Desde então é uma militante discreta da Assembleia de Deus, onde, entretanto, é vista com uma certa desconfiança por considerarem-na, ao contrário do que se costuma dizer dela, como demasiadamente liberal e progressista para os cânones fortemente conservadores da mencionada igreja. Chegou a propor um plebiscito popular para discutir os temas do aborto, as drogas e o casamento homossexual, temas considerados tabus e diabólicos por seus correligionários evangélicos.

Seus adversários políticos a acusam de falta de experiência para governar o país e de sentir-se “predestinada”. Dizem que é “uma pessoa dócil com mãos de ferro”, inflexível em suas decisões.Outro ambientalista, Dener Giovanni, chegou a pintar Marina como um personagem que se move entre “o lavar as mãos” e o “silêncio covarde das convicções”. A analista política Dora Kramer afirma, entretanto, que a candidata socialista é uma política intransigente mas incapaz de “golpes baixos” e que tem como lema que na política, como na vida, “nem tudo vale”.

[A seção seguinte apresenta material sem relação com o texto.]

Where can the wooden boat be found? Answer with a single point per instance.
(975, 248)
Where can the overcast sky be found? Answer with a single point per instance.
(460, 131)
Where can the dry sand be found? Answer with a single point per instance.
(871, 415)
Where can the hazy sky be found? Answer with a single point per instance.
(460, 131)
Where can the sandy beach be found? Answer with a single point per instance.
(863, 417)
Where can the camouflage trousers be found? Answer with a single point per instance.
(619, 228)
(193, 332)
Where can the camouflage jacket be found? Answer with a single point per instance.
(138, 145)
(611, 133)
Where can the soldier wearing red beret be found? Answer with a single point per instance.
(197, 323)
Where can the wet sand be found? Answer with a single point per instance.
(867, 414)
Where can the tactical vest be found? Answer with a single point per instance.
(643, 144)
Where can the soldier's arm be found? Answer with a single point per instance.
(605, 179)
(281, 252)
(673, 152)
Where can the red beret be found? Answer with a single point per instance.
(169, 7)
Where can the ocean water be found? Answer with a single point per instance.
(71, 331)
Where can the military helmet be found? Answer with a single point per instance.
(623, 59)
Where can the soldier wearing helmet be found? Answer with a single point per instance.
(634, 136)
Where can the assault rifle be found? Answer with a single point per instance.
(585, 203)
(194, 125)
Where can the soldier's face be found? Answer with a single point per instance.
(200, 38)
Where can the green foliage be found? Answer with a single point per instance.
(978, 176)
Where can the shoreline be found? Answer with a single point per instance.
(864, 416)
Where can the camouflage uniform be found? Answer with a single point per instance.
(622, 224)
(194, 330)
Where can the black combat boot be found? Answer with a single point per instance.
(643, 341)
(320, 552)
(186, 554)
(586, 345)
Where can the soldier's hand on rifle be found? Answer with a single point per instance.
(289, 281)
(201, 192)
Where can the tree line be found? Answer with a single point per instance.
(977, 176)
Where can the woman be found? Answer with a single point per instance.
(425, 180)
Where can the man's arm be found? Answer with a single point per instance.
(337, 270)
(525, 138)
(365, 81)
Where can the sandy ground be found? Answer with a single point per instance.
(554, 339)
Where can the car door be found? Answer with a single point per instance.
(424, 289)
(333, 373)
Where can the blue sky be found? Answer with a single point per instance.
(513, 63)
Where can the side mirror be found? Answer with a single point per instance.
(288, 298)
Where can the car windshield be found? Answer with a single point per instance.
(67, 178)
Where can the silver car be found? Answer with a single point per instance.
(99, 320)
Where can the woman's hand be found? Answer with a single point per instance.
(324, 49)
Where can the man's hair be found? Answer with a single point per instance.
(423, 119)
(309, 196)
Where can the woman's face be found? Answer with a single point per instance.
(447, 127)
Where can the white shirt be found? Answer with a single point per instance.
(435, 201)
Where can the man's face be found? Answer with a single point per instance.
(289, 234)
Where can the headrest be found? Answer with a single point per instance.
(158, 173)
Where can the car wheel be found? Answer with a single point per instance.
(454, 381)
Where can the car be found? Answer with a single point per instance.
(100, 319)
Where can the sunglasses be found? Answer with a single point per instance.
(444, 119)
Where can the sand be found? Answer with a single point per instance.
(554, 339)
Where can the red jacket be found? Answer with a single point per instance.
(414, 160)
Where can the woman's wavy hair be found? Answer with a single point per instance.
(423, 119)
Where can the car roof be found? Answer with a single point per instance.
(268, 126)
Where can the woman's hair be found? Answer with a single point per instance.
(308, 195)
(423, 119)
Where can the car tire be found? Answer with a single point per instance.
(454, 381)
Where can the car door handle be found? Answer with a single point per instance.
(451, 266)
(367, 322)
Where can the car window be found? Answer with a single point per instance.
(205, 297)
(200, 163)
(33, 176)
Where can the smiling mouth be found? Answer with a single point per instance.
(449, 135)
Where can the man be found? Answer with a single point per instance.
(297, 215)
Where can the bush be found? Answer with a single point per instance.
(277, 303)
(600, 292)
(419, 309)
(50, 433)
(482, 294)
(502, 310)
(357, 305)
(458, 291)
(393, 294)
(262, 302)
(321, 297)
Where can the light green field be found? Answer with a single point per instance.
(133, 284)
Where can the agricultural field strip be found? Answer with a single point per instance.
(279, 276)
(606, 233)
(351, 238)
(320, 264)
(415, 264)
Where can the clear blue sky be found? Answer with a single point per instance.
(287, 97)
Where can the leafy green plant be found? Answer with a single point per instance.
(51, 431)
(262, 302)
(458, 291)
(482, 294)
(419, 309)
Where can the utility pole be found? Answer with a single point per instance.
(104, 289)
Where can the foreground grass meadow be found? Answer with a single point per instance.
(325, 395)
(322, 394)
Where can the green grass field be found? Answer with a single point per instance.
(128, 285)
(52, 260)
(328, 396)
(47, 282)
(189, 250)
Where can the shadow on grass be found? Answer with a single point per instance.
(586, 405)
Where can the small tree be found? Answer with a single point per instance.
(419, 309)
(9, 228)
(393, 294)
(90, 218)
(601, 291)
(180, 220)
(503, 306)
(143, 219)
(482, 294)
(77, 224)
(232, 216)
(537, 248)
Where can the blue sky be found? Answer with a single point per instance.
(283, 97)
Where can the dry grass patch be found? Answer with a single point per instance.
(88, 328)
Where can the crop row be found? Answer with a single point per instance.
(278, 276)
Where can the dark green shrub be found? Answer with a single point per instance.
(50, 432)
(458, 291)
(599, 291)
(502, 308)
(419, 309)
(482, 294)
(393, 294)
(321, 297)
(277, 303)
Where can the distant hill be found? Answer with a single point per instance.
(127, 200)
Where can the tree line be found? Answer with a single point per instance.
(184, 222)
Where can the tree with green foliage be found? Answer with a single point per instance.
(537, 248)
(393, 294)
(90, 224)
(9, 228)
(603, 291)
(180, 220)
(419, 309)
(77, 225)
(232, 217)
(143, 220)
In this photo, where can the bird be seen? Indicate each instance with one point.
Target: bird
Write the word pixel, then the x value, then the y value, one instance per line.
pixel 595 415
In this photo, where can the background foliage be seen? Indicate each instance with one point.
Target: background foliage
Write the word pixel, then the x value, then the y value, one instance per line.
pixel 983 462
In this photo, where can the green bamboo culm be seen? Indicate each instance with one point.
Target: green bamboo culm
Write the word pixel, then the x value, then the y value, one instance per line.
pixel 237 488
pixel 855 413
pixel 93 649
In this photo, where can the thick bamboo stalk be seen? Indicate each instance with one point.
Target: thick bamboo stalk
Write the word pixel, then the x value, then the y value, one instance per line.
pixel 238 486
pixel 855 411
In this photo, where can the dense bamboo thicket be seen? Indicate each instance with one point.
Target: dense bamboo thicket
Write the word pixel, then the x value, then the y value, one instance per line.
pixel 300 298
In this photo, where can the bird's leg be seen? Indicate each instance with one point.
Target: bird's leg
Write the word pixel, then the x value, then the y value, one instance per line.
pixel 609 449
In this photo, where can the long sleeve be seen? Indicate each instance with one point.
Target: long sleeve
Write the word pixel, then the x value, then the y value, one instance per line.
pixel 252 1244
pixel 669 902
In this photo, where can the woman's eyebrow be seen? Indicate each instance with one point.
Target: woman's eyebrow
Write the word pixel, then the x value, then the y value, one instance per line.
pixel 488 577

Marina, que se casou duas vezes, é mãe de quatro filhos. Difícil poder definir e enquadrar um personagem tão complexo, multifacetado, enigmático e, ao mesmo tempo, de forte magnetismo e rigor ético que a torna simpática para os mais jovens e os antipolítica. Tirou seu lema de vida pública e privada dos evangélicos que a pedem para ser, diz, “sensível como uma pomba e astuta como uma serpente”. Será correto dizer que na política é mais serpente que pomba?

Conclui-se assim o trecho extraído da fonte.